Yöneticinin ruh hali bulaşıcı olabilir- yorgun, stresli veya dikkatimiz dağınık olduğunda ekiplerimiz bundan etkilenir. Eğer yönetici anda, odaklanmış ve istekli ekip üyeleri de öyle olacaktır.
Potansiyel olarak, bilinçi kendini yönetme yetkinliğinin en büyük kazancı hacıyatmazlıktır.

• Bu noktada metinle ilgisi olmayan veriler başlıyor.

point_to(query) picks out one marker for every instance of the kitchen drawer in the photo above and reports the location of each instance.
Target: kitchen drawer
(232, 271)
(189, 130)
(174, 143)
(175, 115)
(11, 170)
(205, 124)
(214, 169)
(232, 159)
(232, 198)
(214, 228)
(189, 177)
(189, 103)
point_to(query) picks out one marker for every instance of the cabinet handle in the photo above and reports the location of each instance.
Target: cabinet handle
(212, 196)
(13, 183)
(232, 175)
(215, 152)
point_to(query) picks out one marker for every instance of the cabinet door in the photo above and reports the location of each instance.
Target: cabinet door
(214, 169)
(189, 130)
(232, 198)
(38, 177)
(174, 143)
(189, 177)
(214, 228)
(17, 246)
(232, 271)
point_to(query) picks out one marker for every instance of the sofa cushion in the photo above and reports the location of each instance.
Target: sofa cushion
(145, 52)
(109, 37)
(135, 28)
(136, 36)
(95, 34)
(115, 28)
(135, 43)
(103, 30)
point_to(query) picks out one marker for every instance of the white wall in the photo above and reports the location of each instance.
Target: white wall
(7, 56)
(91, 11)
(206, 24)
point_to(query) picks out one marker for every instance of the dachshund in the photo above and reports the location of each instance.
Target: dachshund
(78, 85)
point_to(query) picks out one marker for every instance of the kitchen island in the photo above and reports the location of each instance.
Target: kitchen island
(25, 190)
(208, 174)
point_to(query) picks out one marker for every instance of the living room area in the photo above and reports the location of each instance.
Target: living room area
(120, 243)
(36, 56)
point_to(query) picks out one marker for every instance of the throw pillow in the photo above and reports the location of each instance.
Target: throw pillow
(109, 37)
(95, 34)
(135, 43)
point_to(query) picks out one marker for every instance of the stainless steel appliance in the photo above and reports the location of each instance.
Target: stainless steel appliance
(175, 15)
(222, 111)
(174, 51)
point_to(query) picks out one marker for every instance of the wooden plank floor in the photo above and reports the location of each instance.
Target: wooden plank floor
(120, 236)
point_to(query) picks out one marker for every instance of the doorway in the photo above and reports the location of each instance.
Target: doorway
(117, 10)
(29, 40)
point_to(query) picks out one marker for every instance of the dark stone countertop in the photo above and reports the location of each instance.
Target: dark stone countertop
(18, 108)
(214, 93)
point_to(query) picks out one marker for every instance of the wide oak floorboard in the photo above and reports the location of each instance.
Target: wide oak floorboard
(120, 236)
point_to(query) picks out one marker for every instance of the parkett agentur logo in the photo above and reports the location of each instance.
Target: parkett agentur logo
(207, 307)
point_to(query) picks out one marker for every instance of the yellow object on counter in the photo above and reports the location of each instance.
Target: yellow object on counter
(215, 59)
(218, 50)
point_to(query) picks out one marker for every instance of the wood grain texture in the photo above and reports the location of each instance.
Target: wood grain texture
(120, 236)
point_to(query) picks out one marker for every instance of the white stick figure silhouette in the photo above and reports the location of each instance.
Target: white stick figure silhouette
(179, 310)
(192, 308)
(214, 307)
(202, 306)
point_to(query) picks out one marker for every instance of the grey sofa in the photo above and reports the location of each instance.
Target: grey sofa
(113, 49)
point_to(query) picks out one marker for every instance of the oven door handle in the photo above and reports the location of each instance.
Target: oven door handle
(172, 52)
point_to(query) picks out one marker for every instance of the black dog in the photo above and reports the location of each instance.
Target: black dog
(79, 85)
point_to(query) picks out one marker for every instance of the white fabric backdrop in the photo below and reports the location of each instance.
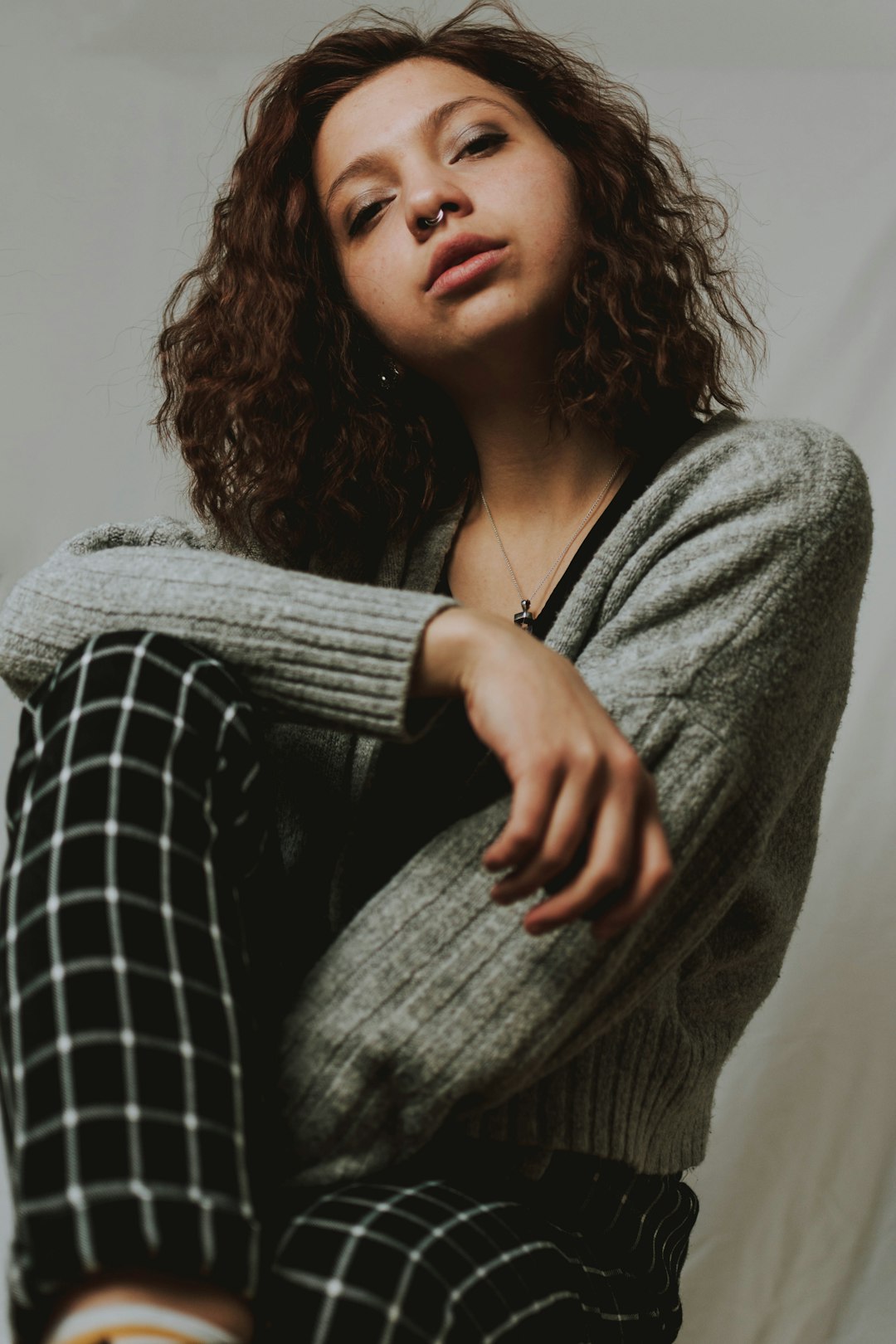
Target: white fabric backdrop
(116, 134)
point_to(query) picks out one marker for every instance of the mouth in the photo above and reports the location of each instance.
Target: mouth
(455, 251)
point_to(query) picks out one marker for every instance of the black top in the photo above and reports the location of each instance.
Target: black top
(448, 774)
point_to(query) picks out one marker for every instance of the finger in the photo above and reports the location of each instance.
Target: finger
(655, 873)
(570, 828)
(531, 810)
(610, 862)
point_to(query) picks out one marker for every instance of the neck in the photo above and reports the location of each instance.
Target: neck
(536, 475)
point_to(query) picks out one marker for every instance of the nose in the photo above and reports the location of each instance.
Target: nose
(429, 210)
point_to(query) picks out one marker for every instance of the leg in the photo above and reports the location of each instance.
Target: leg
(438, 1252)
(134, 1079)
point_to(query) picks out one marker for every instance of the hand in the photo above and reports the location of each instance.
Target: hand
(579, 788)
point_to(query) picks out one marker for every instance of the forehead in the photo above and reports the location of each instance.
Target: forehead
(383, 110)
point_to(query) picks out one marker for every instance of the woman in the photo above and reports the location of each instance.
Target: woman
(275, 1066)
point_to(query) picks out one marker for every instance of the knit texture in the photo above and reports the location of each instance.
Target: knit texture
(716, 626)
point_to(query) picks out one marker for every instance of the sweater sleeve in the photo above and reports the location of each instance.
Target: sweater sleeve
(314, 650)
(724, 657)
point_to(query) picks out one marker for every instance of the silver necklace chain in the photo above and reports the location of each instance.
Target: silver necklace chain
(527, 602)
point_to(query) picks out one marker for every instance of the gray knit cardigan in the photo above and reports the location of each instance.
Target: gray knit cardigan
(715, 624)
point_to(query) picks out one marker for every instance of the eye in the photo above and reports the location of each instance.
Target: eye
(367, 212)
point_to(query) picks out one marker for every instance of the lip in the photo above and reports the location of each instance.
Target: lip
(455, 251)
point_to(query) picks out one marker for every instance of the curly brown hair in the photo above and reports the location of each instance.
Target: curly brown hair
(295, 431)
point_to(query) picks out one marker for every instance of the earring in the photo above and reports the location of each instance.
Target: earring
(390, 375)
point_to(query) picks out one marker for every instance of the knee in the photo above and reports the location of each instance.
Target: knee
(147, 670)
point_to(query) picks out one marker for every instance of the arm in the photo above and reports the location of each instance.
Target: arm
(726, 660)
(312, 648)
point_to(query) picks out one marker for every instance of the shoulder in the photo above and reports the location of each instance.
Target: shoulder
(793, 470)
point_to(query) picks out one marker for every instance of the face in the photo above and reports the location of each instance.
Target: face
(494, 171)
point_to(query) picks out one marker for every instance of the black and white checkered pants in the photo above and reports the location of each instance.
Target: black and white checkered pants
(141, 981)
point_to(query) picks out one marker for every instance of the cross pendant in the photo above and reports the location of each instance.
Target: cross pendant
(524, 619)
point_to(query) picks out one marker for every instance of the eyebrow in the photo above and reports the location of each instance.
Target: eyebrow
(430, 123)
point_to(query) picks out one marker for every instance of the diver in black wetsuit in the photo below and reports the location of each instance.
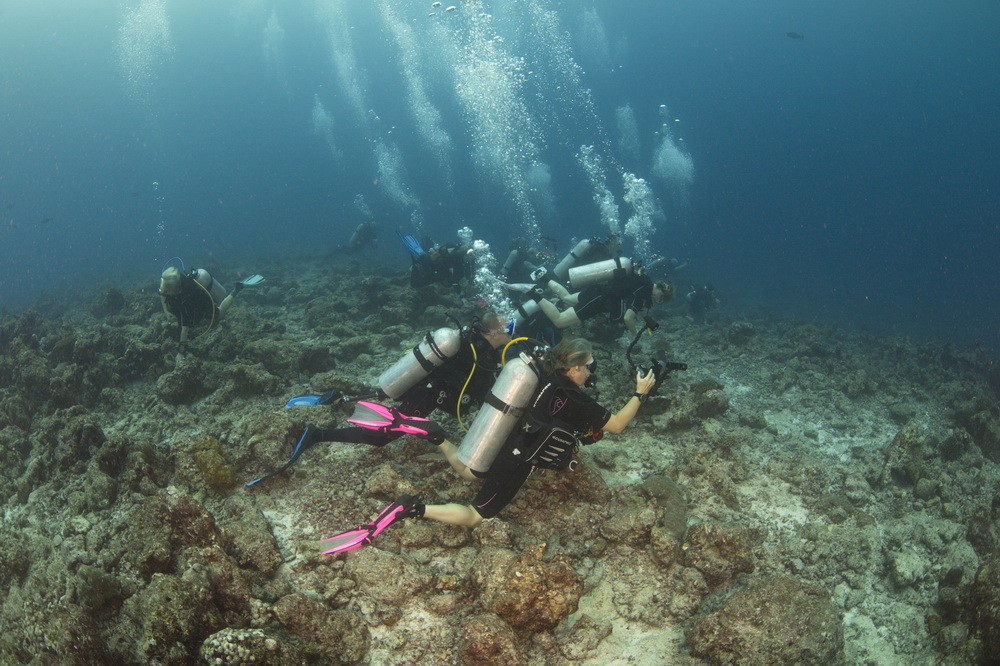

* Hacıyatmazlık, yaşanan güçlükler arkasından kendini toparlayabilmek, hem zaferlerden hem de felaketlerden öğrenebilmek ve değişen koşullara adapte olabilmek demektir. Denge halinde iken negatiften çok pozitif duygular yaşarız, ki bu duygusal enerji tankının hiçbir zaman boşalmayacağı anlamına gelir.
6-İlham Vermeyi Öğrenin
Son olarak, performansa ilham verebilmek, gelişebileceği ve başarılı olabileceği ortamlar yaratmak yolu ile başkalarında yüksek performansı teşvik edebilmekle ilgilidir. Performansa ilham verebilen yöneticiler cesaretlendirir ve yönlendirir, onlar doğru şekilde ve doğru zamanda, doğru sözcüklerle yapıcı geri bildirim verirler.
Yukarıdaki 6 yetkinliğe baktığımızda, aslında hepsinin kaynağını ilk yetkinlikten, yani “kendinin farkındalığından” aldığını ve ona dayandığını görürüz. Kendi farkındalığımız olmadan diğer yetkinlikleri geliştiremeyiz. “Kendini bil” (know thyself) sözü, bugün de antik Yunan’da olduğu kadar geçerlidir.
Duygusal zekayı kollektif olarak geliştirmek muhtemelen iş dünyasını sonraki seviyeye taşıyacak şey olabilir.
Ayrıca, birçok kurumda olduğu gibi, duygusal zekayı geliştirmek, sizin için de profesyonel anlamda OYUN değiştirici (game changing), kişisel anlamda ise HAYAT değiştirici (life changing) olabilir.